Problem & Motivation: The Ambiguity of Text
While models like Llama or Sora have shown that text can drive generation, language is inherently limited. Can you describe the exact texture of a specific vintage sports car or a unique painting style in just a few words? Probably not.
Prior works in video editing (like InsViE or OpenVE) suffer from two main issues:
- Semantic Drift: Text prompts are too vague for high-fidelity identity transfer.
- Data Scarcity: There were no large-scale, open-source datasets that provided the (Source Video, Instruction, Reference Image, Target Video) quadruplets needed to train reference-guided models.
Methodology: Data Synthesis and Unified Architecture
1. The RefVIE Pipeline: Making Data Out of Thin Air
The authors didn't just collect data; they synthesized it. Starting from 3.7M raw video pairs, they used a multi-stage pipeline:
- Grounding: Qwen3-VL identifies the region to be edited.
- Synthesis: Qwen-Image-Edit creates a "reference scaffold"—a clean image of the target object or background based on the grounding.
- Filtering: A strict quality control loop results in 477K high-fidelity quadruplets.
2. Kiwi-Edit Architecture
The model uses a frozen MLLM (Qwen2.5-VL) to act as the "brain," encoding instructions and references into semantic tokens. These are fed into a Diffusion Transformer (DiT) via two specific mechanisms:
- Dual-Connector: A Query Connector distills text intent, while a Latent Connector extracts dense visual features from the reference image.
- Hybrid Latent Injection: To keep the video's original structure (like motion and layout), the source video features are added element-wise to the noisy latents.
- Timestep Scaling: They found that a learnable scalar is crucial. It tells the model when to focus on the original structure (early timesteps) and when to allow the new reference features to take over.

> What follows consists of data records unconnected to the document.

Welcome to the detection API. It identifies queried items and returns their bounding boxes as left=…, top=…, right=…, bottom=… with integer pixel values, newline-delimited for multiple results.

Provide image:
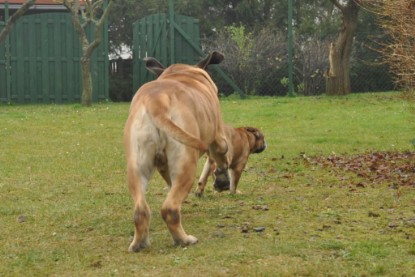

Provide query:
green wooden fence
left=133, top=13, right=200, bottom=91
left=133, top=12, right=244, bottom=96
left=0, top=10, right=109, bottom=103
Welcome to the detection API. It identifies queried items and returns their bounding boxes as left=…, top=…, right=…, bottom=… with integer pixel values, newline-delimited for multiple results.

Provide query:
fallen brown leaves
left=303, top=151, right=415, bottom=187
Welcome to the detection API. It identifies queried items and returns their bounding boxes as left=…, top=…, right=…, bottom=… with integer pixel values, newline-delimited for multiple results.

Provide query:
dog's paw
left=174, top=235, right=198, bottom=247
left=128, top=239, right=150, bottom=253
left=128, top=238, right=150, bottom=253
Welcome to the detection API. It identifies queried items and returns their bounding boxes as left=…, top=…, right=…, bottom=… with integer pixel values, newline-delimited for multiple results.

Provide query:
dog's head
left=244, top=127, right=267, bottom=153
left=144, top=51, right=224, bottom=77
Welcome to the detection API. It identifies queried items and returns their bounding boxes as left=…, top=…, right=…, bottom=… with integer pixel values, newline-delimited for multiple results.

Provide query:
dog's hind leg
left=195, top=157, right=214, bottom=197
left=161, top=153, right=197, bottom=246
left=127, top=150, right=154, bottom=252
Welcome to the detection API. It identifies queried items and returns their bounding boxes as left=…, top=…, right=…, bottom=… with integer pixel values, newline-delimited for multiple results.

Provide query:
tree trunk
left=81, top=56, right=92, bottom=107
left=326, top=0, right=359, bottom=95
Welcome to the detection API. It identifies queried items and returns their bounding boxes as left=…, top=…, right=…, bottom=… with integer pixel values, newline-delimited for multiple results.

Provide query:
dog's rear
left=124, top=52, right=232, bottom=252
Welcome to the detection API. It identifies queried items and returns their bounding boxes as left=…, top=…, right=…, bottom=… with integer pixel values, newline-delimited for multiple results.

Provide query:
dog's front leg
left=161, top=160, right=197, bottom=246
left=127, top=164, right=151, bottom=252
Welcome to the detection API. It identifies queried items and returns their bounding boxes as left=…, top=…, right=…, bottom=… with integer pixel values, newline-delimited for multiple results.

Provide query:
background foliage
left=110, top=0, right=394, bottom=98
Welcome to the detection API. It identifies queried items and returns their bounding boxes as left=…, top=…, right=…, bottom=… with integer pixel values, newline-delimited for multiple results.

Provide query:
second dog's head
left=244, top=127, right=267, bottom=153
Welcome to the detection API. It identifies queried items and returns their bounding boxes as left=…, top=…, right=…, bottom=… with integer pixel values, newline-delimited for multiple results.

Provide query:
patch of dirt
left=303, top=151, right=415, bottom=187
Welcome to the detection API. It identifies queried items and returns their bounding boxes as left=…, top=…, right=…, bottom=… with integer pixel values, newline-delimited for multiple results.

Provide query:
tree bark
left=0, top=0, right=36, bottom=42
left=326, top=0, right=360, bottom=95
left=63, top=0, right=113, bottom=106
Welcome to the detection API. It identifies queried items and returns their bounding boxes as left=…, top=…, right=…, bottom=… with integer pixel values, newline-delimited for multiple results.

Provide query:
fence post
left=4, top=0, right=12, bottom=102
left=169, top=0, right=175, bottom=64
left=288, top=0, right=295, bottom=96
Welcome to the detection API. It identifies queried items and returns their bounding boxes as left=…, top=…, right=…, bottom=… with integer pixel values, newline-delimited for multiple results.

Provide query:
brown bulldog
left=196, top=124, right=267, bottom=197
left=124, top=52, right=229, bottom=252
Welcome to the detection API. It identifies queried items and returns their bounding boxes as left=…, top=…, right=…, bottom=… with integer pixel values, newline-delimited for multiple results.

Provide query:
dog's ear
left=144, top=57, right=165, bottom=77
left=196, top=51, right=225, bottom=69
left=245, top=127, right=260, bottom=138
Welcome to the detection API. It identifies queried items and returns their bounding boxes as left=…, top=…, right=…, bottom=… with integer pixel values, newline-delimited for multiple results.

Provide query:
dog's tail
left=153, top=113, right=208, bottom=152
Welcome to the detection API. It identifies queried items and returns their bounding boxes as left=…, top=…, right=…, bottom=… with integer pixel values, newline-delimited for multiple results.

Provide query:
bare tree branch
left=329, top=0, right=344, bottom=12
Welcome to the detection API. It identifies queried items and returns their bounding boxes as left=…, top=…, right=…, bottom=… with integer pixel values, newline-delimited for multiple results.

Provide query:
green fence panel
left=0, top=10, right=109, bottom=103
left=174, top=14, right=200, bottom=64
left=133, top=14, right=200, bottom=92
left=0, top=21, right=7, bottom=103
left=133, top=14, right=168, bottom=92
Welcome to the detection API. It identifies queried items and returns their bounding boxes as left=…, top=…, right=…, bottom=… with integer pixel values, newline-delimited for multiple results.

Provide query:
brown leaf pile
left=304, top=151, right=415, bottom=187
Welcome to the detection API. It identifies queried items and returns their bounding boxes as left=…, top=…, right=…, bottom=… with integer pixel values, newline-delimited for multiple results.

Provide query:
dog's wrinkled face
left=245, top=127, right=267, bottom=153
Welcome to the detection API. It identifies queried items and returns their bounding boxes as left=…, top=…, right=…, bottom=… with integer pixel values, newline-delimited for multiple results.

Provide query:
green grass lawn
left=0, top=93, right=415, bottom=276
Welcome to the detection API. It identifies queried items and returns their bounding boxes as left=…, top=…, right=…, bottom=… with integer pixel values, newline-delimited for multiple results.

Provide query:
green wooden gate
left=0, top=13, right=109, bottom=103
left=133, top=14, right=243, bottom=95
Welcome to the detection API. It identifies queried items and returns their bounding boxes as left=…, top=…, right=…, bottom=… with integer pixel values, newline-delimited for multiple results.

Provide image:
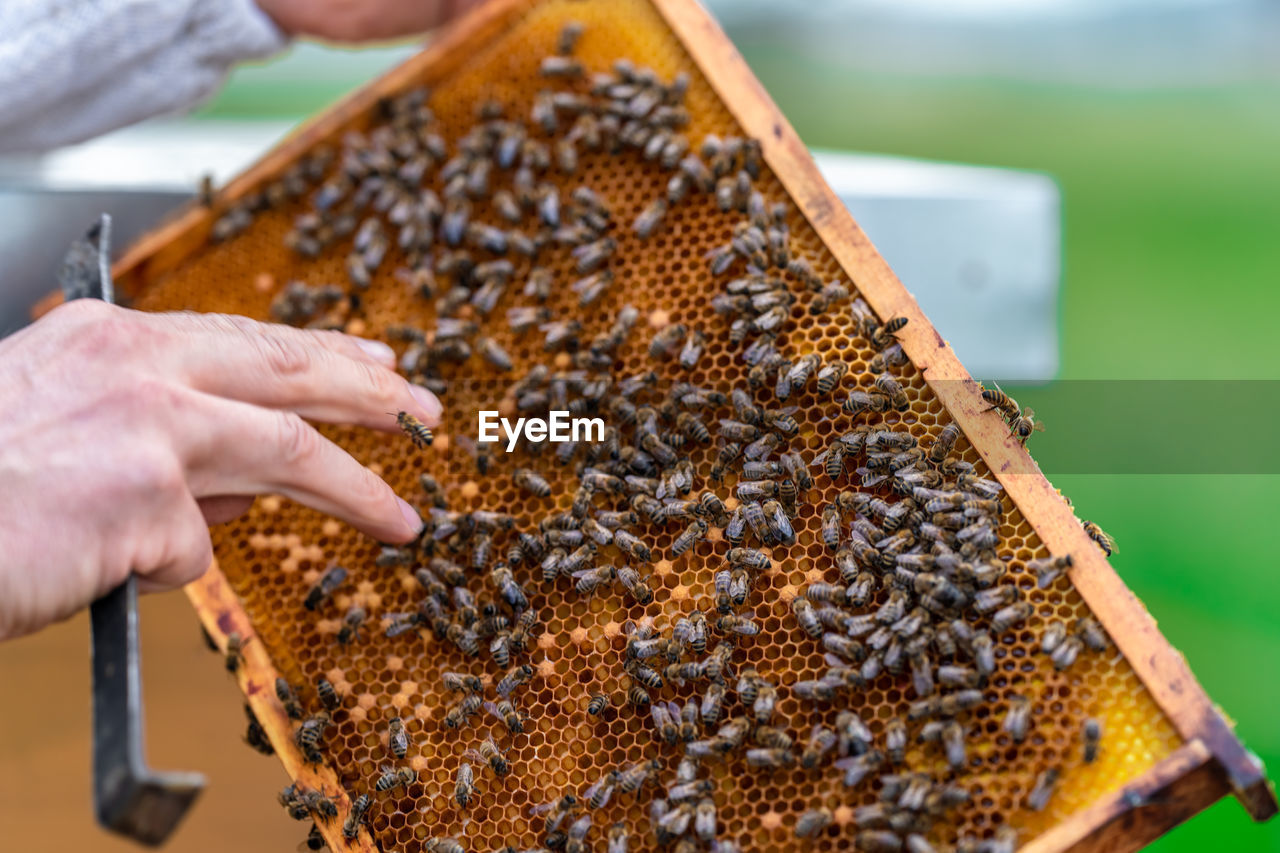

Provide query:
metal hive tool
left=77, top=0, right=1275, bottom=850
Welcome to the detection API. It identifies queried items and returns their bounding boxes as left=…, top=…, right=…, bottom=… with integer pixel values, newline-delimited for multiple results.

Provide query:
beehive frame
left=85, top=0, right=1276, bottom=850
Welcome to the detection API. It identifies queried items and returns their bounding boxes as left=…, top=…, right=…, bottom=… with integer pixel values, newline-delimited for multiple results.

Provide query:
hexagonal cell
left=124, top=0, right=1178, bottom=853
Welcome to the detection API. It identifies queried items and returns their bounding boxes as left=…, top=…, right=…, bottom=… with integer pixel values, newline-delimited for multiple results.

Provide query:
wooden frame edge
left=1020, top=739, right=1230, bottom=853
left=652, top=0, right=1276, bottom=820
left=183, top=560, right=378, bottom=853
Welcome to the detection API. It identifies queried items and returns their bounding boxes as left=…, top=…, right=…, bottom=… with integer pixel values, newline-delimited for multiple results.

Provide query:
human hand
left=0, top=300, right=440, bottom=639
left=257, top=0, right=477, bottom=42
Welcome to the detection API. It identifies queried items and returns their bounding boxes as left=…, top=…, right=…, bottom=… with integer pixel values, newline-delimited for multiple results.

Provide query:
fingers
left=138, top=497, right=214, bottom=592
left=146, top=308, right=442, bottom=430
left=186, top=400, right=422, bottom=542
left=196, top=494, right=253, bottom=526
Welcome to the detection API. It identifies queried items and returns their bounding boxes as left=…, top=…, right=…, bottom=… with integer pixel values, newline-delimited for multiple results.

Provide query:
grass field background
left=202, top=31, right=1280, bottom=853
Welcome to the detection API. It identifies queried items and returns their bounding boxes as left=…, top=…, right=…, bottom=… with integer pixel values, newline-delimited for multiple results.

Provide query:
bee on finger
left=396, top=411, right=435, bottom=450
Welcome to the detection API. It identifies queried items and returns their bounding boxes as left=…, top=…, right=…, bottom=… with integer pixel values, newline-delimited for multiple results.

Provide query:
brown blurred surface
left=0, top=584, right=298, bottom=853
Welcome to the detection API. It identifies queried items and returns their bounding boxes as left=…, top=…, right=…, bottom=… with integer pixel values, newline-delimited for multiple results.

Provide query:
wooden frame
left=62, top=0, right=1277, bottom=853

Experiments & Results: SOTA Performance
Kiwi-Edit was tested against both open-source and heavyweight proprietary models (Runway, Kling).
- Instruction Following: On OpenVE-Bench, Kiwi-Edit's 3.02 score significantly outperformed OpenVE-Edit's 2.50.
- Reference Adherence: In tasks requiring a specific subject reference, Kiwi-Edit achieved high Identity Consistency (3.98), proving it can "copy-paste" visual concepts into a video while maintaining temporal stability.

Qualitative Brilliance
As shown in the examples, whether it's replacing a "bread with a hamburger made of modeling clay" or changing a "green valley to a golden wheat field," Kiwi-Edit maintains the foreground's interaction with the new background seamlessly.

Critical Analysis & Conclusion
Takeaway: Kiwi-Edit proves that the bottleneck for reference-guided editing wasn't necessarily the architecture, but the training data. By building RefVIE, they've provided a blueprint for future multimodal generative research.
Limitations: The model still occasionally struggles with "Background Change" vs "Local Change" bias—training on more local changes slightly degraded background performance. This suggests a need for even more balanced task distributions in future datasets.
Future Outlook: The integration of MLLMs as "pluggable brains" for DiTs represents a shift toward more modular, multi-modal AI where one model understands the world and the other draws it.